Meteor

A/N: The word "meteor" comes from the Greek, originally meaning "a thing in the air" or "lofty."

Spoilers for 2.3; you have been warned.


John still writes of Sherlock, words he never intends to cast before the fickle masses who all too readily believed the lies. But he still writes.

Since no one's likely ever going to read this, I might as well say things that would make people talk—though people are stupid and petty, and they talk anyway.

I miss him. I miss running, now that my limp is returning. I miss hearing him playing some mournful melody at three in the morning when I had to be up for work at five—I miss yelling at him, I miss him pretending not to hear. I miss his smiles, the fake ones as well as the real. I miss his sodding cheekbones, and the way he'd turn up his collar when he was trying to look cool. I miss the way he would nearly burst with glee over murders. I miss the way he liked to climb up high, like a child playing "king of the hill," perhaps because he liked feeling closer to the sky. I miss the way he would say, "all my cuffs have buttons" when he really meant "thank you."

I even miss everyone assuming we were gay. I'd let the whole world think we were gay—I wouldn't care one bit about it—if only he were here. If the worst accusations they could conjure was that he was "involved" with his "live-in PA."

I miss the times I desperately wanted to punch him in the face. Because he was so much better than me, so high and "lofty," so very, very brilliant, like a falling star, an human meteor.

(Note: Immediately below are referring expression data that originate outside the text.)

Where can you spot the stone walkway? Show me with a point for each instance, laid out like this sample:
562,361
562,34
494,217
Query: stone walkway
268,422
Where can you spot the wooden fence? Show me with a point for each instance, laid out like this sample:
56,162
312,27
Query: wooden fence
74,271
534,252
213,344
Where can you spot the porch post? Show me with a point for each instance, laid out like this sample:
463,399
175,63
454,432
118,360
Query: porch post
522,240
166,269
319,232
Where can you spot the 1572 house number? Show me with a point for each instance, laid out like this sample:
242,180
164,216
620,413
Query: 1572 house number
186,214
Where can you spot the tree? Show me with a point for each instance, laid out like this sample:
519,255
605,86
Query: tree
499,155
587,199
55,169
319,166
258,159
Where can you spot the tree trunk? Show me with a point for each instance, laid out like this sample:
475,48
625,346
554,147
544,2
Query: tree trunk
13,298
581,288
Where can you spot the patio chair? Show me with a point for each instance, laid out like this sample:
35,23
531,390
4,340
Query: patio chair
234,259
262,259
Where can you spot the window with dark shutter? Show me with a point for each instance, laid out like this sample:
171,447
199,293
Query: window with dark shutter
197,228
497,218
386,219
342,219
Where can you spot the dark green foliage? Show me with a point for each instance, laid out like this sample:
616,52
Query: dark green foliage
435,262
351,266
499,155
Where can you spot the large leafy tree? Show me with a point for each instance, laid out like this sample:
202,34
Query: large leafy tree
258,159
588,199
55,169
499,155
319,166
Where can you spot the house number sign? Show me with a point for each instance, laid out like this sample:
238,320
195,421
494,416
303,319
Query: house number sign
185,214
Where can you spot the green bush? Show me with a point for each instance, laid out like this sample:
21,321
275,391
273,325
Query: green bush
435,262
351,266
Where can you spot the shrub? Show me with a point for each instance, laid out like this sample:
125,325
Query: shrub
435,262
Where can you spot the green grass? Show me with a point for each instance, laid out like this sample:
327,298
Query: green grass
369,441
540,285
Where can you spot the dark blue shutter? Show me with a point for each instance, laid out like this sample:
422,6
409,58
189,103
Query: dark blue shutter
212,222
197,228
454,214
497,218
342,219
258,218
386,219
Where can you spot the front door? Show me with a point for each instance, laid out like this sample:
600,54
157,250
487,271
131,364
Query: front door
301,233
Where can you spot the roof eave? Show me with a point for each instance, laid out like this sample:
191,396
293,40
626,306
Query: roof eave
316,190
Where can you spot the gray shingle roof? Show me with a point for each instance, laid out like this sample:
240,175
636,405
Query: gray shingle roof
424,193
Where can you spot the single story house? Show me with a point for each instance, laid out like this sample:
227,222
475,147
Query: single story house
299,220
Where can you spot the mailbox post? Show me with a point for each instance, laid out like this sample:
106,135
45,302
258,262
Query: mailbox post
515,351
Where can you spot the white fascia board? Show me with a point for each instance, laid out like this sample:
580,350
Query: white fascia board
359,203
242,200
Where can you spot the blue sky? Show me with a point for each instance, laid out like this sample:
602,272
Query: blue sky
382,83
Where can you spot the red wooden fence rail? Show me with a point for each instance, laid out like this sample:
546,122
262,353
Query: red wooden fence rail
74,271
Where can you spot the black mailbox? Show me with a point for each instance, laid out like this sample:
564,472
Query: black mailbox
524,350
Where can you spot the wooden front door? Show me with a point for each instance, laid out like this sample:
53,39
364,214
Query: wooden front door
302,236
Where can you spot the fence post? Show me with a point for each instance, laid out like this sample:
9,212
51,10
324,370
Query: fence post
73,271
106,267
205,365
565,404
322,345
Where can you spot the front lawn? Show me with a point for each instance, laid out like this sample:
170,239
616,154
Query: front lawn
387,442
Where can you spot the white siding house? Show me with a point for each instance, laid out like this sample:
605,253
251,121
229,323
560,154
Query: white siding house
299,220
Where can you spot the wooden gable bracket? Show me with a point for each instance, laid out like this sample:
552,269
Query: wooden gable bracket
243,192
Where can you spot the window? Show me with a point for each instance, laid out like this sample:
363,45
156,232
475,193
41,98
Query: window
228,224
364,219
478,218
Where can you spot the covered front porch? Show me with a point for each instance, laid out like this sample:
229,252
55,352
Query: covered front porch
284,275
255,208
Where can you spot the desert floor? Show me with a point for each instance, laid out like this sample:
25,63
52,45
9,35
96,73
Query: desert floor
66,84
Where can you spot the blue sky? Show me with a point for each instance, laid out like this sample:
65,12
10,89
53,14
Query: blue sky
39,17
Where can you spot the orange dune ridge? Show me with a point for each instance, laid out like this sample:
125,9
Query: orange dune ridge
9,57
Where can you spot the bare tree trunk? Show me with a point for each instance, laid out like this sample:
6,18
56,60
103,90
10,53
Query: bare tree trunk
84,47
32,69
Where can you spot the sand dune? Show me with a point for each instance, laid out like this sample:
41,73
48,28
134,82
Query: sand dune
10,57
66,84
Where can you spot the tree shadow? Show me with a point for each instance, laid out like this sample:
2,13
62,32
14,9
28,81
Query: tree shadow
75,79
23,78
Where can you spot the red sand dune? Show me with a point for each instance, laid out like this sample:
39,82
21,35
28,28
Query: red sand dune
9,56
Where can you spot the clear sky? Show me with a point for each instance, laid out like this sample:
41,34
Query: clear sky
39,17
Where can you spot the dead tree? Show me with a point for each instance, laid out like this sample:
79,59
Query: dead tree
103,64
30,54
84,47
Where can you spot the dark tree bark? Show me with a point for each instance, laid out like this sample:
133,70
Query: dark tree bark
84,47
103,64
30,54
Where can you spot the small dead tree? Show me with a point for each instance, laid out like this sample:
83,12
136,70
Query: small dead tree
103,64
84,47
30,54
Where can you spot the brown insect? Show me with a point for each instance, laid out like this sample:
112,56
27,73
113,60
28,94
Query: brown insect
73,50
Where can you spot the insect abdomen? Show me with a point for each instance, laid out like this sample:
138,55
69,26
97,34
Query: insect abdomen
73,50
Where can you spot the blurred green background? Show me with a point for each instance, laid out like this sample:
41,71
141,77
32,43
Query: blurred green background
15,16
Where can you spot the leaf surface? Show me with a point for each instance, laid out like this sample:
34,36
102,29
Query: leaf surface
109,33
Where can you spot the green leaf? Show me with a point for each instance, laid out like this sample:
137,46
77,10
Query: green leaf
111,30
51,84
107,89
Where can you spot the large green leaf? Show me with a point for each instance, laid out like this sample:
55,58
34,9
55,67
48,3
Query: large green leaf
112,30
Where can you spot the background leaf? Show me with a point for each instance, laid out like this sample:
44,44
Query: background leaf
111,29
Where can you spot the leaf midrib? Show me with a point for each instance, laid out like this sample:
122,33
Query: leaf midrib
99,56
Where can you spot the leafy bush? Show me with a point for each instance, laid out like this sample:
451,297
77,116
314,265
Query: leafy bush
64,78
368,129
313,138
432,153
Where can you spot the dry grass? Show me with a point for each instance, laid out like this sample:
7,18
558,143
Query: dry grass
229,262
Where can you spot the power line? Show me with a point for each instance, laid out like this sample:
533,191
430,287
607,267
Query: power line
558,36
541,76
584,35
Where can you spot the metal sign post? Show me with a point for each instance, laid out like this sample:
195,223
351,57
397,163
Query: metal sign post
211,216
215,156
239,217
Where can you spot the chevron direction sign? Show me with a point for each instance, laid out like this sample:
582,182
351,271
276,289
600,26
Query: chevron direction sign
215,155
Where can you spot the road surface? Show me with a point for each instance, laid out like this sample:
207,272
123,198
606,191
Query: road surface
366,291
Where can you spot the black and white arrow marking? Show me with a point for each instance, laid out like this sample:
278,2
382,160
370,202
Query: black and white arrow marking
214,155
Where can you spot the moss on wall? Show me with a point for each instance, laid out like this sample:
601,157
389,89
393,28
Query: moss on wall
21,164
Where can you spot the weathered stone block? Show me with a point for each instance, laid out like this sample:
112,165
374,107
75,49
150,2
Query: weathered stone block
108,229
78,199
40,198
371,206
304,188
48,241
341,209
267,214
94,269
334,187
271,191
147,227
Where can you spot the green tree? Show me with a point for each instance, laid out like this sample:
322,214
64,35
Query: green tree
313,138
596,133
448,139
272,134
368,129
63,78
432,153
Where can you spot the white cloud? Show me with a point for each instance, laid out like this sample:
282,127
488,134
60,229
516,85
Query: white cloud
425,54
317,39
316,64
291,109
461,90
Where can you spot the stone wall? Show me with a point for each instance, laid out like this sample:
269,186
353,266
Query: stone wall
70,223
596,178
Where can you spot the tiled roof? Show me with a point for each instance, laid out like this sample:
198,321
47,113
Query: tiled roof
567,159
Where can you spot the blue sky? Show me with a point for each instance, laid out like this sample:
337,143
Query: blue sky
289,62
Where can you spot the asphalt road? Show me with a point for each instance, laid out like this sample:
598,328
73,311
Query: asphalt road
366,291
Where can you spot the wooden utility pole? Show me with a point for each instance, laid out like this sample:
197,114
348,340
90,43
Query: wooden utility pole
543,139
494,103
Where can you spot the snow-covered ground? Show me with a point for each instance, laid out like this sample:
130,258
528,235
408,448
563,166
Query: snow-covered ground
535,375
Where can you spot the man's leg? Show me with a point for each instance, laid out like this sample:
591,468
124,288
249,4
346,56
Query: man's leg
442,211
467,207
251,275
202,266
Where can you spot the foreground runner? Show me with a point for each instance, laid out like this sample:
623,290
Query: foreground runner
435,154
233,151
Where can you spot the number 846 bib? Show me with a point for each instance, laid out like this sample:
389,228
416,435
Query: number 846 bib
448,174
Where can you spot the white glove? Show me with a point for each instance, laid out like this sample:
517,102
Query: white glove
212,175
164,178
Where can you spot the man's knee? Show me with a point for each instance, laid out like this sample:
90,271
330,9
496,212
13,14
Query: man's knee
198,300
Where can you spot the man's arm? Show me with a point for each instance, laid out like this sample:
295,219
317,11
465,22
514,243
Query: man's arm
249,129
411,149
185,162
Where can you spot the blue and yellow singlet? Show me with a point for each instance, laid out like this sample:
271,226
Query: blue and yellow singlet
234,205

Dictionary dot com tells me a "meteor" is "any person or object that moves, progresses, becomes famous, etc., with spectacular speed." Sherlock Holmes was nothing if not spectacular—he caught me up with him, and I forgot fear and pain, unwilling to miss out on his brilliance. I suppose it's easy to condemn him as a "fraud" when you never really knew him—but like a meteor, streaking across the night sky in startling incandescence, his brilliance was unmistakable.

And like a meteor, Sherlock was a terrifyingly bright and ultimately self-destructive thing, forever taking the path of most resistance. Dictionary dot com also tells me that, "most meteors burn up before reaching the Earth's surface." But maybe this one didn't have far enough to fall. On the side of the angels, but never quite one of them.

Something that hard isn't supposed to cry, or to bleed. In the end, he did both. The falling star that left a crater in my life.